From: Greg Kroah-Hartman <gregkh@linuxfoundation.org>
To: stable@vger.kernel.org
Cc: Greg Kroah-Hartman <gregkh@linuxfoundation.org>,
patches@lists.linux.dev, Dave Airlie <airlied@redhat.com>,
Danilo Krummrich <dakr@redhat.com>
Subject: [PATCH 5.4 049/107] nouveau: fix instmem race condition around ptr stores
Date: Tue, 30 Apr 2024 12:40:09 +0200 [thread overview]
Message-ID: <20240430103046.106249968@linuxfoundation.org> (raw)
In-Reply-To: <20240430103044.655968143@linuxfoundation.org>
5.4-stable review patch. If anyone has any objections, please let me know.
------------------
From: Dave Airlie <airlied@redhat.com>
commit fff1386cc889d8fb4089d285f883f8cba62d82ce upstream.
Running a lot of VK CTS in parallel against nouveau, once every
few hours you might see something like this crash.

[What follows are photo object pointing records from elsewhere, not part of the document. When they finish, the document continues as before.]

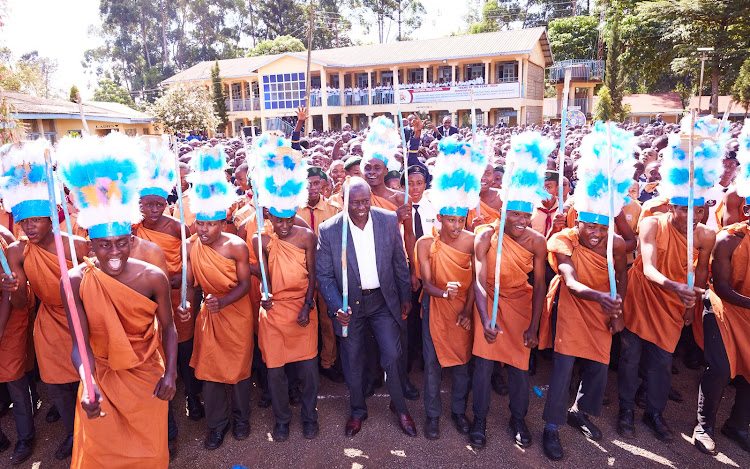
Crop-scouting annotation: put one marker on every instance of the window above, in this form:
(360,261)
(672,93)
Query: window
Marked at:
(284,90)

BUG: kernel NULL pointer dereference, address: 0000000000000008
PGD 8000000114e6e067 P4D 8000000114e6e067 PUD 109046067 PMD 0
Oops: 0000 [#1] PREEMPT SMP PTI
CPU: 7 PID: 53891 Comm: deqp-vk Not tainted 6.8.0-rc6+ #27
Hardware name: Gigabyte Technology Co., Ltd. Z390 I AORUS PRO WIFI/Z390 I AORUS PRO WIFI-CF, BIOS F8 11/05/2021
RIP: 0010:gp100_vmm_pgt_mem+0xe3/0x180 [nouveau]

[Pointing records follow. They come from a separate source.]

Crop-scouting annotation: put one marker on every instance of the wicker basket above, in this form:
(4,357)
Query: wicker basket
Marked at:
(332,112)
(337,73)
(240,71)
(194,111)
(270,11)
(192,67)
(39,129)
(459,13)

Code: c7 48 01 c8 49 89 45 58 85 d2 0f 84 95 00 00 00 41 0f b7 46 12 49 8b 7e 08 89 da 42 8d 2c f8 48 8b 47 08 41 83 c7 01 48 89 ee <48> 8b 40 08 ff d0 0f 1f 00 49 8b 7e 08 48 89 d9 48 8d 75 04 48 c1
RSP: 0000:ffffac20c5857838 EFLAGS: 00010202
RAX: 0000000000000000 RBX: 00000000004d8001 RCX: 0000000000000001
RDX: 00000000004d8001 RSI: 00000000000006d8 RDI: ffffa07afe332180
RBP: 00000000000006d8 R08: ffffac20c5857ad0 R09: 0000000000ffff10
R10: 0000000000000001 R11: ffffa07af27e2de0 R12: 000000000000001c
R13: ffffac20c5857ad0 R14: ffffa07a96fe9040 R15: 000000000000001c
FS: 00007fe395eed7c0(0000) GS:ffffa07e2c980000(0000) knlGS:0000000000000000
CS: 0010 DS: 0000 ES: 0000 CR0: 0000000080050033
CR2: 0000000000000008 CR3: 000000011febe001 CR4: 00000000003706f0
DR0: 0000000000000000 DR1: 0000000000000000 DR2: 0000000000000000
DR3: 0000000000000000 DR6: 00000000fffe0ff0 DR7: 0000000000000400
Call Trace:
...
? gp100_vmm_pgt_mem+0xe3/0x180 [nouveau]
? gp100_vmm_pgt_mem+0x37/0x180 [nouveau]
nvkm_vmm_iter+0x351/0xa20 [nouveau]
? __pfx_nvkm_vmm_ref_ptes+0x10/0x10 [nouveau]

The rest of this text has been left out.